LAWS(PVC)-1936-9-4

KRISHNA KUMAR CHATTERJI Vs. MTJAGPATI KUER

Decided On September 18, 1936
KRISHNA KUMAR CHATTERJI Appellant
V/S
MTJAGPATI KUER Respondents

JUDGEMENT

(1.) This is an appeal by the plaintiff from a judgment of the Subordinate Judge of Muzaffarpur. The case arose out of the following facts: There was a firm of partners who carried on business under the name of Damri Sahu Halkhori Sahu and the partners in that firm were Damri Sahu and Halkhori Sahu respectively. They carried on business at various places and on the occasion of the transaction in question they were negotiating through the plaintiff as their agent for a contract with a certain sugar mill for the purchase of molasses which is one of the by- products of sugar manufacture. They desired to purchase the out turn of molasses by that particular sugar mill. The plaintiff in November 1926 secured a contract for the firm out of which, if the contract were carried through, he would be paid a remuneration by way of commission. The sugar mill was willing to sell their output of molasses provided that the firm would deposit Rs. 10,000 as-earnest money for the molasses they would buy, within one week.
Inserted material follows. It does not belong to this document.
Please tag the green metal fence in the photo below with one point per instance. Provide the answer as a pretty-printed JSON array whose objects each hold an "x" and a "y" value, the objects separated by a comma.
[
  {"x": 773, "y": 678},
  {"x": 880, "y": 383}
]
The partner Halkhori Sahu came to Mazuffarpur where the sugar mill was, and was told the terms upon which the mill would be willing to conduct the business. He had not the necessary sum of Rs. 10,000 with him to make the required deposit and therefore he borrowed from the plaintiff a sum of Us. 5,000 and with that money made the required deposit with the sugar mill. To secure the loan Halkhori Earn executed a hand-note promising to repay the loan together with interest at a reasonable market rate. The loan not being repaid and the partners having since died, the plaintiff began this suit against the widow amongst other persons of the partner Damri Sahu and in his plaint he set forth the story of the loan and claimed to re-cover upon the hand- note. He claimed Rs. 5,000 principal lent and interest at the rate of 12 per cent, per annum which he said was the reasonable market rate, according to the contract, for three years.
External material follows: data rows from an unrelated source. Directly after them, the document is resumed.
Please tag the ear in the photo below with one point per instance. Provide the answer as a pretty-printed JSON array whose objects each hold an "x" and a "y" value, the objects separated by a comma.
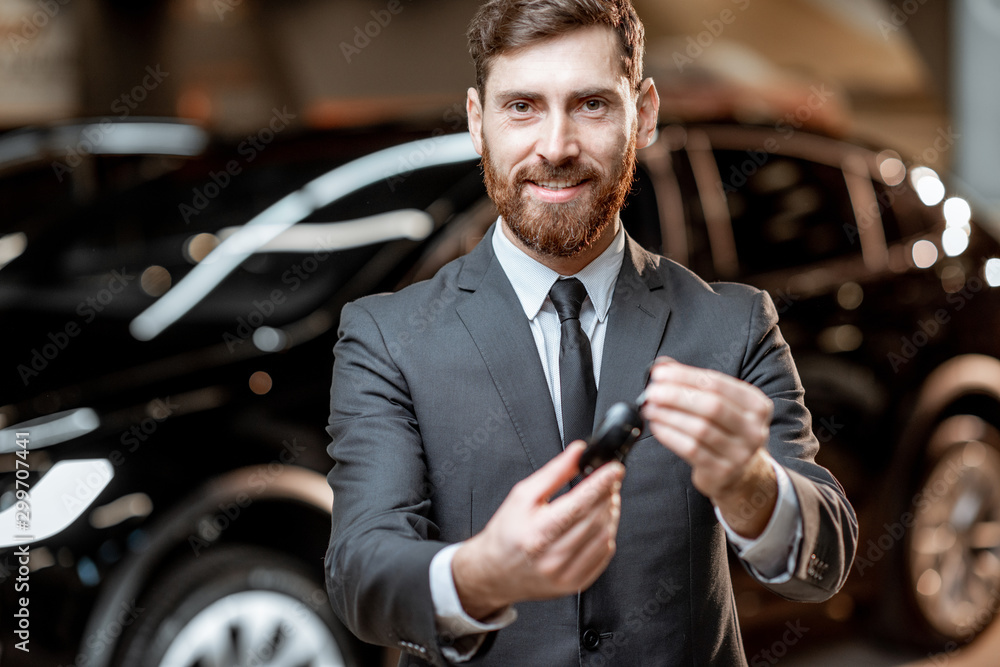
[
  {"x": 648, "y": 106},
  {"x": 474, "y": 107}
]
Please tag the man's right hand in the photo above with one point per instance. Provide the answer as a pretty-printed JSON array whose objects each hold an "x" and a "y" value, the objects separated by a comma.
[{"x": 533, "y": 549}]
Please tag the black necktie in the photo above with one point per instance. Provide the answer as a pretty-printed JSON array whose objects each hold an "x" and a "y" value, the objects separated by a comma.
[{"x": 576, "y": 364}]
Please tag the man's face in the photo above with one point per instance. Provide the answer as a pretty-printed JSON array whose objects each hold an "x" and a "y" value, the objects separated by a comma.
[{"x": 558, "y": 135}]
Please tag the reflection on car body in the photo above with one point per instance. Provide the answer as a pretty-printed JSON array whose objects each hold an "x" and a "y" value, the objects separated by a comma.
[{"x": 197, "y": 371}]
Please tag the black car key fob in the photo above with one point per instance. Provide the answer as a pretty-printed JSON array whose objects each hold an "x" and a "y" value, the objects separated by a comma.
[{"x": 613, "y": 438}]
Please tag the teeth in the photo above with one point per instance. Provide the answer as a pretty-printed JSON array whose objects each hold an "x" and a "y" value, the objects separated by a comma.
[{"x": 557, "y": 185}]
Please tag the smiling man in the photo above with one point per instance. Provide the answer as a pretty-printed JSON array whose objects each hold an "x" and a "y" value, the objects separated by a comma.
[{"x": 488, "y": 553}]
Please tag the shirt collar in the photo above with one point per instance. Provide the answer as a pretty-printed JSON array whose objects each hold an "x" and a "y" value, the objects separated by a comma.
[{"x": 532, "y": 280}]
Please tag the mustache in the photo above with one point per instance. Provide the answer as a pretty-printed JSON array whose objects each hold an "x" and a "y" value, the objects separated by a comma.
[{"x": 544, "y": 171}]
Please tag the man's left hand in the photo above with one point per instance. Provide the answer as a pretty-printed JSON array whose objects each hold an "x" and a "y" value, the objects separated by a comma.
[{"x": 720, "y": 426}]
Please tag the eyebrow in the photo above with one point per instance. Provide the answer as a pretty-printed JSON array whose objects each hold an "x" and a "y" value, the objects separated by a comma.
[{"x": 504, "y": 95}]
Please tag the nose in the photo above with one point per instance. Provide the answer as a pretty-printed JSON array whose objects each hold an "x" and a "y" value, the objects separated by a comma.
[{"x": 559, "y": 142}]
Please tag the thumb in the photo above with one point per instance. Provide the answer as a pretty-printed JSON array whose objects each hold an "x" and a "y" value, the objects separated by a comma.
[{"x": 555, "y": 474}]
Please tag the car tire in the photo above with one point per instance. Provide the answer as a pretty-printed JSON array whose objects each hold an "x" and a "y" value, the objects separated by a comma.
[
  {"x": 240, "y": 606},
  {"x": 952, "y": 563}
]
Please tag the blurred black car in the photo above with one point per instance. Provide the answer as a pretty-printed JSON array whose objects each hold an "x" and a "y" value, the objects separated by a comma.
[{"x": 169, "y": 306}]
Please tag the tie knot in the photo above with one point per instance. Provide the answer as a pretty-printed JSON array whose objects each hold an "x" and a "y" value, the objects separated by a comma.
[{"x": 567, "y": 296}]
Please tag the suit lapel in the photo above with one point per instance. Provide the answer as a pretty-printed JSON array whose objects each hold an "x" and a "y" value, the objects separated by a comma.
[
  {"x": 495, "y": 320},
  {"x": 636, "y": 325}
]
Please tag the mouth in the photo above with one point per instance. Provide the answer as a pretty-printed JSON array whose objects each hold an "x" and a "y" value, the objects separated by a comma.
[{"x": 557, "y": 191}]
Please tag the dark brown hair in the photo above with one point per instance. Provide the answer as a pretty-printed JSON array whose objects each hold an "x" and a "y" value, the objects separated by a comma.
[{"x": 501, "y": 26}]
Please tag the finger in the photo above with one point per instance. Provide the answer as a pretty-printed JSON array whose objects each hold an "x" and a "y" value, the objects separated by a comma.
[
  {"x": 715, "y": 471},
  {"x": 593, "y": 559},
  {"x": 743, "y": 394},
  {"x": 583, "y": 500},
  {"x": 592, "y": 533},
  {"x": 593, "y": 490},
  {"x": 559, "y": 471},
  {"x": 714, "y": 409},
  {"x": 567, "y": 521},
  {"x": 701, "y": 431}
]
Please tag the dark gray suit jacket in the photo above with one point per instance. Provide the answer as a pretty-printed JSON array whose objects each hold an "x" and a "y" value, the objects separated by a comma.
[{"x": 439, "y": 405}]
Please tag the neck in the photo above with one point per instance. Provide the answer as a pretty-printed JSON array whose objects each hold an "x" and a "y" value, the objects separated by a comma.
[{"x": 568, "y": 266}]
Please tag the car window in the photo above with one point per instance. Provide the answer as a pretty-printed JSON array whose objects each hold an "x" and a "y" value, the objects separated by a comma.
[{"x": 786, "y": 212}]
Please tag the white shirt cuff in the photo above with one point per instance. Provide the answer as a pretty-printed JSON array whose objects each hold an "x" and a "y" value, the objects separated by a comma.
[
  {"x": 772, "y": 556},
  {"x": 461, "y": 635}
]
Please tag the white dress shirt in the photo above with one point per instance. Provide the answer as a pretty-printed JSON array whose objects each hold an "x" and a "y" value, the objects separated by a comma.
[{"x": 772, "y": 555}]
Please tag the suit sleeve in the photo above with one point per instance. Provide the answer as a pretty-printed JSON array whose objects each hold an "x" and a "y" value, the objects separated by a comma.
[
  {"x": 829, "y": 525},
  {"x": 383, "y": 540}
]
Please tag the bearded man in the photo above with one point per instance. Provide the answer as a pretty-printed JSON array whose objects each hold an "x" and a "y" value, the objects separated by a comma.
[{"x": 499, "y": 559}]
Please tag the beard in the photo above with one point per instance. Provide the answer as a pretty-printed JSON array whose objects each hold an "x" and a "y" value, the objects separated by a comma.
[{"x": 560, "y": 229}]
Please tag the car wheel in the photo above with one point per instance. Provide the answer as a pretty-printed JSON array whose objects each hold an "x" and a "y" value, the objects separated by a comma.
[
  {"x": 237, "y": 606},
  {"x": 953, "y": 555}
]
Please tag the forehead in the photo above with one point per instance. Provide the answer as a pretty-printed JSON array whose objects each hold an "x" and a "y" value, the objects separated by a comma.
[{"x": 581, "y": 59}]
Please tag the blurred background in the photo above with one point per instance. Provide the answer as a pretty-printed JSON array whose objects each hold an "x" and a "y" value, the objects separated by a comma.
[
  {"x": 901, "y": 73},
  {"x": 853, "y": 116}
]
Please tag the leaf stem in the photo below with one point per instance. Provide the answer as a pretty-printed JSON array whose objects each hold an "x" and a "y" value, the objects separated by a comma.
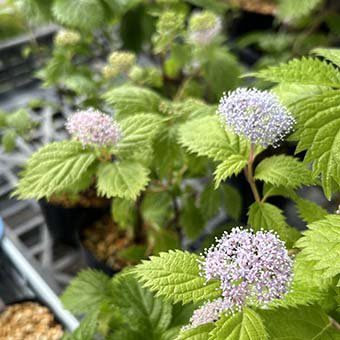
[{"x": 250, "y": 175}]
(2.) When the case came on for hearing before the lower Court, for some reason the defendants were not represented and judgment for the plaintiff went by default, the plaintiff producing the hand-note in question. There was an appeal to the High Court from this decision on the ground that the learned Judge ought not to have given judgment by default but should have given the defendants an opportunity of being heard. The High Court agreed with the contention and remanded the case to be heard upon the merits. The plaintiff went into the witness box and "towards the end of the cross-examination he was asked questions about the hand-note in question, having proved the hand-note on the previous day, (when the hand-note was endorsed by the Judge with a statement that it was admitted to evidence). The further questions on the following day related to this hand-note. He was asked about the cancellation of the stamps which the hand- note bears. The hand-note bears six adhesive stamps, two of them being one- anna each and four others half-anna, and across the half-anna stamp, which is in the right hand bottom corner of the group of stamps, the signature of the executant of the hand-note appears. There also appear two lines drawn across the stamps, one lying across each row from left to right. He was asked whether those lines came into existence at the time of the execution of the note: he said no, the stamps were free at that time from the lines which they now bear and he stated that as a matter of fact that could be demonstrated by a photograph which he had had taken after the note was executed for greater caution. An examination of the hand-note bears out what he says with the result that it would appear that at the time of the execution of the hand-note the right hand bottom corner half-anna stamp alone of the six had been cancelled, the horizontal lines drawn across the rows of stamps having been added at some later time and before the note was tendered as evidence.

(3.) The learned Judge took a somewhat peculiar course. He held that the stamps had not been properly cancelled and that under the Act this was equivalent to the document not being properly stamped and therefore he refused to consider the suit as one brought on the hand-note; but on the merits of the question of whether the loan had in fact been granted or not, he used the hand-note as very good evidence of the loan and gave judgment for the plaintiff for the capital sum, Rs. 5,000 of the loan. He held however that inasmuch as the contract to pay interest was evidenced by the hand-note alone, and that inasmuch as it was not properly stamped it could not be used by the plaintiff, and he declined to grant any decree for interest. From that decision the plaintiff appealed and his appeal is before us. There is also a cross-objection by the defendants to which I will presently refer. The contention on behalf of the appellant is based upon Section 36, Stamp Act, which provides: Where an instrument has been admitted in evidence, such admission shall not, except as provided in Section 61, be called in question at any stage of the same suit or proceeding on the ground that the instrument has not been duly stamped.